Copyright © 2021 Albuquerque Journal
Santa Fe has taken its fair share of economic hits over the past 10 months, ever since the COVID-19 pandemic shut down or restricted many sectors of the tourist economy that drives the city.
Now, some local businesses are expecting another kink in the local economy during one of the slower times of the year.
The state capitol building, commonly known as the Roundhouse, will be closed to the public and lobbyists during the 60-day legislative session slated to start later this month. House Speaker Brian Egolf previously told the Journal this was to help prevent the spread of the virus.

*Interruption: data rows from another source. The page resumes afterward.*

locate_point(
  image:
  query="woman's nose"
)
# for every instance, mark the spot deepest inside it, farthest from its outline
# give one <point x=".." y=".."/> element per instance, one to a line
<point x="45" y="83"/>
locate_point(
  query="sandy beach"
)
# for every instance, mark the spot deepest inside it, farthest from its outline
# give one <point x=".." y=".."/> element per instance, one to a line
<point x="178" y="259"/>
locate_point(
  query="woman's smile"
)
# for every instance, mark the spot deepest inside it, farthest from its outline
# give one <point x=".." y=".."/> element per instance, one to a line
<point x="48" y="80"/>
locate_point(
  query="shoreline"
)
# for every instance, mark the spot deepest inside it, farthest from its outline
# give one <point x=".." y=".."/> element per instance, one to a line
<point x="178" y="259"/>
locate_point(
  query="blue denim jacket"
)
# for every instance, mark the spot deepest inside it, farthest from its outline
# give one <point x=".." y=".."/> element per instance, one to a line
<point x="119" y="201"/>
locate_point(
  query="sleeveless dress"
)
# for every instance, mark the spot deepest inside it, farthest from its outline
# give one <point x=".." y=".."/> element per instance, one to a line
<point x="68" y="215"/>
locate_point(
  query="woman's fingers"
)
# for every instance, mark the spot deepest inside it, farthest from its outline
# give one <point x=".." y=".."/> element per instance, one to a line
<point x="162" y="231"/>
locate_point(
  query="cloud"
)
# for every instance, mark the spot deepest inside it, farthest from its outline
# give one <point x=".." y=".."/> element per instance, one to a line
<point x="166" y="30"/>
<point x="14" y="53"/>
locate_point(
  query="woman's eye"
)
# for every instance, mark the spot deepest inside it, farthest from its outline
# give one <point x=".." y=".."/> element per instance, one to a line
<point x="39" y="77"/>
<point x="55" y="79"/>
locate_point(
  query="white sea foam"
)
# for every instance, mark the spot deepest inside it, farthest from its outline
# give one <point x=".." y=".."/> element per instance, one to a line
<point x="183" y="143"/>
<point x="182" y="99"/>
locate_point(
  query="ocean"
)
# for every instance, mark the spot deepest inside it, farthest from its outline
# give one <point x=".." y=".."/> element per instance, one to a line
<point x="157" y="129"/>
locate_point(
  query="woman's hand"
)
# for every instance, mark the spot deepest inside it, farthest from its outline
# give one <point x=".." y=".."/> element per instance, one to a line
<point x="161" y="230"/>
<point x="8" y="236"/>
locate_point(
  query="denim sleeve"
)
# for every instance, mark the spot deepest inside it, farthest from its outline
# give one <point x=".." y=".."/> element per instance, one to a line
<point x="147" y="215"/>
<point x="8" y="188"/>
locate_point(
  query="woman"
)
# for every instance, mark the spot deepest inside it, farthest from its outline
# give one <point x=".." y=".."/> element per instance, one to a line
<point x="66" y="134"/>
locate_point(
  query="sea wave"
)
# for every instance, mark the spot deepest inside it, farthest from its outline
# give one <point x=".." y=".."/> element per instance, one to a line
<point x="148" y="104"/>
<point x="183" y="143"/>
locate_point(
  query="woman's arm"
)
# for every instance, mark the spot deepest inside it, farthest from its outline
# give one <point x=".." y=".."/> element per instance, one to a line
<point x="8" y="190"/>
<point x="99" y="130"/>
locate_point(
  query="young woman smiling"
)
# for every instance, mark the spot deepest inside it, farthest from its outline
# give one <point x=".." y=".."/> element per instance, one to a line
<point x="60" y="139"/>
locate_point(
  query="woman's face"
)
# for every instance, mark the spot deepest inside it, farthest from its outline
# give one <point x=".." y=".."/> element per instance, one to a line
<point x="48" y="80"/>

Additionally, many lawmakers are expected to participate in the session virtually from the safety of their homes, limiting the number of legislators in Santa Fe during the session.

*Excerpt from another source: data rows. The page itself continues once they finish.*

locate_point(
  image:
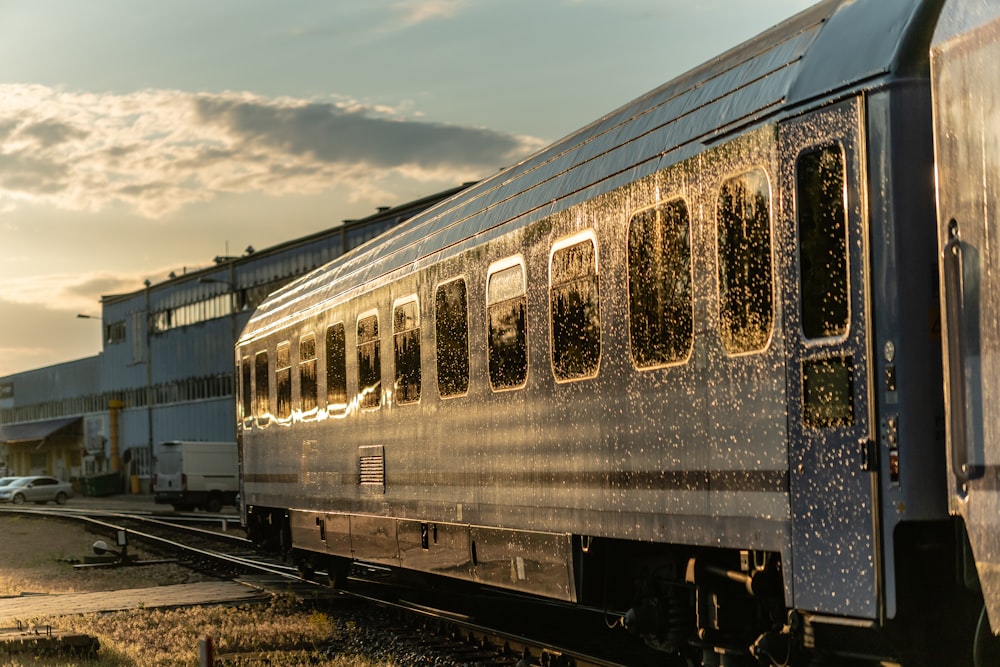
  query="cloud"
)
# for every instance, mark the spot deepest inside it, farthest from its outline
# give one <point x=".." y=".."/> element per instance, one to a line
<point x="413" y="12"/>
<point x="34" y="336"/>
<point x="156" y="151"/>
<point x="66" y="292"/>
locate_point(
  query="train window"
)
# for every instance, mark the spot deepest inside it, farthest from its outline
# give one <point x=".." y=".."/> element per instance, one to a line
<point x="828" y="392"/>
<point x="369" y="362"/>
<point x="307" y="372"/>
<point x="744" y="246"/>
<point x="506" y="304"/>
<point x="574" y="310"/>
<point x="246" y="395"/>
<point x="451" y="335"/>
<point x="283" y="376"/>
<point x="262" y="378"/>
<point x="661" y="321"/>
<point x="336" y="368"/>
<point x="406" y="348"/>
<point x="822" y="219"/>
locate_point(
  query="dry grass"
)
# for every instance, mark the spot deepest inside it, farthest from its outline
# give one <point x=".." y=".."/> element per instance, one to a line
<point x="285" y="632"/>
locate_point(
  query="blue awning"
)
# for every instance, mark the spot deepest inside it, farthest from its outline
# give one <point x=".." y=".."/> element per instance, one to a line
<point x="34" y="431"/>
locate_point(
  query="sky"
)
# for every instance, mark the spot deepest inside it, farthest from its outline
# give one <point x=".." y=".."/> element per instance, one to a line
<point x="139" y="138"/>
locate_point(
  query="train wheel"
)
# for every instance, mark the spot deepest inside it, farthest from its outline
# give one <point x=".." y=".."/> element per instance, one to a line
<point x="213" y="504"/>
<point x="986" y="649"/>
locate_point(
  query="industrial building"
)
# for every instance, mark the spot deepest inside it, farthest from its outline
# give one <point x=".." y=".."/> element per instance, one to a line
<point x="166" y="367"/>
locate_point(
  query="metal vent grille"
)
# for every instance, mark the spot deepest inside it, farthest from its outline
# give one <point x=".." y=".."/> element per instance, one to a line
<point x="371" y="468"/>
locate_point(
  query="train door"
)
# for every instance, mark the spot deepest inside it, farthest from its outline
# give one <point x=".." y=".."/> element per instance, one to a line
<point x="965" y="80"/>
<point x="831" y="479"/>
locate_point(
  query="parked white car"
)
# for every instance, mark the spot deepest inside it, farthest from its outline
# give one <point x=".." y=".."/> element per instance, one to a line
<point x="37" y="489"/>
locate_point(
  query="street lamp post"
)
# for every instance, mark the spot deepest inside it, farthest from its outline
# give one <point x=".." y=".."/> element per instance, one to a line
<point x="149" y="381"/>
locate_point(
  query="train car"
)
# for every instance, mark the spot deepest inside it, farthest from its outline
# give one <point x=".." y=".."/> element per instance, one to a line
<point x="685" y="364"/>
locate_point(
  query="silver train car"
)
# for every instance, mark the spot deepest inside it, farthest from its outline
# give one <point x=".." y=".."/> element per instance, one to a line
<point x="724" y="360"/>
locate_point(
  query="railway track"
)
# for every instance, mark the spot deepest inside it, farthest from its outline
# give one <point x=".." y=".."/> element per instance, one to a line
<point x="408" y="620"/>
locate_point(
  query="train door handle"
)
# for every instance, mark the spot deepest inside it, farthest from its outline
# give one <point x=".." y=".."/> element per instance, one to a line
<point x="954" y="286"/>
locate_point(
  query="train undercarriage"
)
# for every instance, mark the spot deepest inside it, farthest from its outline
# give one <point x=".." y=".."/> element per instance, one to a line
<point x="726" y="607"/>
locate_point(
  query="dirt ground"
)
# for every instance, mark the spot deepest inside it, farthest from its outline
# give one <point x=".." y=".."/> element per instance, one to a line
<point x="38" y="555"/>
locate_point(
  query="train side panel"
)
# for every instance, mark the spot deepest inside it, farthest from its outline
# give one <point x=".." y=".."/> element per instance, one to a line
<point x="966" y="85"/>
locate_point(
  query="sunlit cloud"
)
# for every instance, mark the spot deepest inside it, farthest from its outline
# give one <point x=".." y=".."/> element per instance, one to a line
<point x="156" y="151"/>
<point x="413" y="12"/>
<point x="68" y="292"/>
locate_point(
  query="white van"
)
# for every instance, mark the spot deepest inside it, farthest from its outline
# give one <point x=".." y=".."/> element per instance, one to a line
<point x="189" y="474"/>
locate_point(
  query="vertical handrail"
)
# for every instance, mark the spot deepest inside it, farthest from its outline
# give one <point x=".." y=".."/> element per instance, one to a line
<point x="954" y="285"/>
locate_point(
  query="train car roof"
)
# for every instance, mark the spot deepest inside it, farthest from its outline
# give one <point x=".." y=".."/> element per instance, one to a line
<point x="822" y="53"/>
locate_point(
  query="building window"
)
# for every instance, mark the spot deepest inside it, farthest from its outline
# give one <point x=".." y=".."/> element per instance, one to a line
<point x="574" y="306"/>
<point x="451" y="336"/>
<point x="336" y="369"/>
<point x="283" y="376"/>
<point x="307" y="372"/>
<point x="661" y="327"/>
<point x="369" y="363"/>
<point x="506" y="305"/>
<point x="746" y="310"/>
<point x="262" y="378"/>
<point x="406" y="348"/>
<point x="821" y="205"/>
<point x="115" y="333"/>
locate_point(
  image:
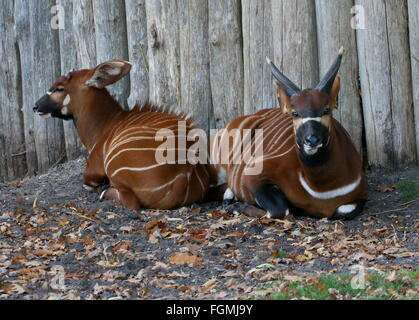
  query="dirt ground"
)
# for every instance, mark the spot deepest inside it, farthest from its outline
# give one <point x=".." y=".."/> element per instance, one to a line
<point x="58" y="242"/>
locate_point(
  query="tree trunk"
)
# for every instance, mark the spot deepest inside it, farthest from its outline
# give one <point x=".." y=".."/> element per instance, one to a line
<point x="295" y="41"/>
<point x="84" y="33"/>
<point x="24" y="48"/>
<point x="257" y="44"/>
<point x="45" y="62"/>
<point x="138" y="50"/>
<point x="111" y="41"/>
<point x="413" y="6"/>
<point x="333" y="31"/>
<point x="194" y="60"/>
<point x="383" y="52"/>
<point x="163" y="52"/>
<point x="69" y="62"/>
<point x="226" y="60"/>
<point x="12" y="140"/>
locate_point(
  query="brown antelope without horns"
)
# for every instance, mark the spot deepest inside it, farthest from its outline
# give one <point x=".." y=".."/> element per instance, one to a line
<point x="310" y="165"/>
<point x="122" y="144"/>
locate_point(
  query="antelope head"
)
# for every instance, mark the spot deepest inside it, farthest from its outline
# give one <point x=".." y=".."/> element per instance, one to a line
<point x="310" y="109"/>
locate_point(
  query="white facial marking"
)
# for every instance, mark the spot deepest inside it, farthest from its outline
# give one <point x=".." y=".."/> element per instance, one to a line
<point x="311" y="150"/>
<point x="222" y="176"/>
<point x="332" y="193"/>
<point x="67" y="100"/>
<point x="346" y="208"/>
<point x="88" y="188"/>
<point x="228" y="194"/>
<point x="102" y="195"/>
<point x="45" y="115"/>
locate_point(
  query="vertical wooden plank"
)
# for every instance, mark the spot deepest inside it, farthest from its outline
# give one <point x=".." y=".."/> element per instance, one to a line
<point x="295" y="40"/>
<point x="194" y="59"/>
<point x="49" y="137"/>
<point x="137" y="50"/>
<point x="163" y="52"/>
<point x="413" y="6"/>
<point x="111" y="40"/>
<point x="333" y="31"/>
<point x="257" y="44"/>
<point x="69" y="62"/>
<point x="24" y="47"/>
<point x="383" y="54"/>
<point x="84" y="33"/>
<point x="226" y="60"/>
<point x="12" y="146"/>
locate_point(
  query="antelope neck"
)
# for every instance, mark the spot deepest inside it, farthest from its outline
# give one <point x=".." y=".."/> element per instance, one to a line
<point x="322" y="175"/>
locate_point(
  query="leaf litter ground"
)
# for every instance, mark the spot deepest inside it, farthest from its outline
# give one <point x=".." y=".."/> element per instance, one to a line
<point x="58" y="242"/>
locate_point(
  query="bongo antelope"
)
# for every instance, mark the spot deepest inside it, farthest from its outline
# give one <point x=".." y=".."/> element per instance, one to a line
<point x="122" y="144"/>
<point x="310" y="164"/>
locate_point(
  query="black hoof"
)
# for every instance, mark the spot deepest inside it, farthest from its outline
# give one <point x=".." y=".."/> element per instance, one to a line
<point x="102" y="191"/>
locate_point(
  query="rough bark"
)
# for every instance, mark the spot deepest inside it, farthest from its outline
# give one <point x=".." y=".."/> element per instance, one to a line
<point x="257" y="44"/>
<point x="137" y="50"/>
<point x="333" y="31"/>
<point x="413" y="6"/>
<point x="384" y="62"/>
<point x="111" y="41"/>
<point x="226" y="60"/>
<point x="12" y="140"/>
<point x="45" y="63"/>
<point x="194" y="60"/>
<point x="295" y="41"/>
<point x="163" y="52"/>
<point x="68" y="54"/>
<point x="24" y="47"/>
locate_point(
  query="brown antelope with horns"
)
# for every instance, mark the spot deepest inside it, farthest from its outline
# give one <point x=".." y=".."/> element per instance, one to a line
<point x="310" y="165"/>
<point x="122" y="144"/>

The annual legislative session usually attracts thousands of people to Santa Fe each year and their presence can be felt in long bottlenecks of cars on their way to the Roundhouse. Many also stay in local hotels, and dine at restaurants around the downtown and Capitol areas.
Local business owners say their absence will be felt this year, as many businesses are already struggling to survive after months of restrictions and a decrease in foot traffic.
“It definitely decreases our occupancy, which is already low at this point,” said Molly Ryckman, vice president of sales and marketing at Heritage Hotels. “We’ll … start to feel the effects in the next several weeks.”
Heritage Hotels has multiple locations around Santa Fe, including the St. Francis Hotel, the Eldorado and Hotel Chimayó. During a traditional session, these hotels and others like them might host large conferences for organizations and interest groups that attract people from around the state.
But Ryckman said a current ban on indoor dining makes such events nearly impossible, even if an in-person session was taking place.
“Without food and beverages, it’s more of an issue,” she said.
She also said traffic from the legislative session makes up 20% to 30% of her company’s revenue in January, adding that hotels have turned their attention to future months when a vaccine might be more widely distributed.
Those struggles are also being seen at restaurants, some of the hardest hit businesses in the area during the pandemic.
The Rio Chama Steakhouse is located near the Roundhouse and is often frequented by legislators, lobbyists and others during the session.
“We would get hundreds of people that would come for lunch or afternoon cocktails,” said Rick Pedram, president of Santa Fe Dining, which owns Rio Chama.
Pedram said the restaurant has struggled, as have others, in recent months, but that the loss of legislative customers is still a blow, especially since January already sees fewer customers.
“We are fully aware of the impact its going to have,” he said. “It’s like a double whammy.”
He said customers coming in during the session typically comprise 60% of their business during this time, making this a substantial loss.
Smaller locations are also expecting an economic pinch from a virtual session.
Joseph Baca runs a food truck called Santa Famous Street Eats located across the street from the Roundhouse and said those walking from the Legislature can help business when days are slow.
“I think it helps a lot of local businesses,” Baca said. “It turns Santa Fe into the little hub that it can be.”
Some have begun adjusting for a session like never before.
The Santa Fe Chamber of Commerce announced Dec. 8 that it, along with such other organizations as the New Mexico Hospitality Association, would be hosting a “Virtual Roundhouse.”
According to the website, it will feature office hours with legislators and various conferences for certain industries, with one day dedicated to trends in the hotel industry.
“Among the challenges of a pandemic, accessing your legislators should not be one of them,” the website state.
The legislative session begins Jan. 19.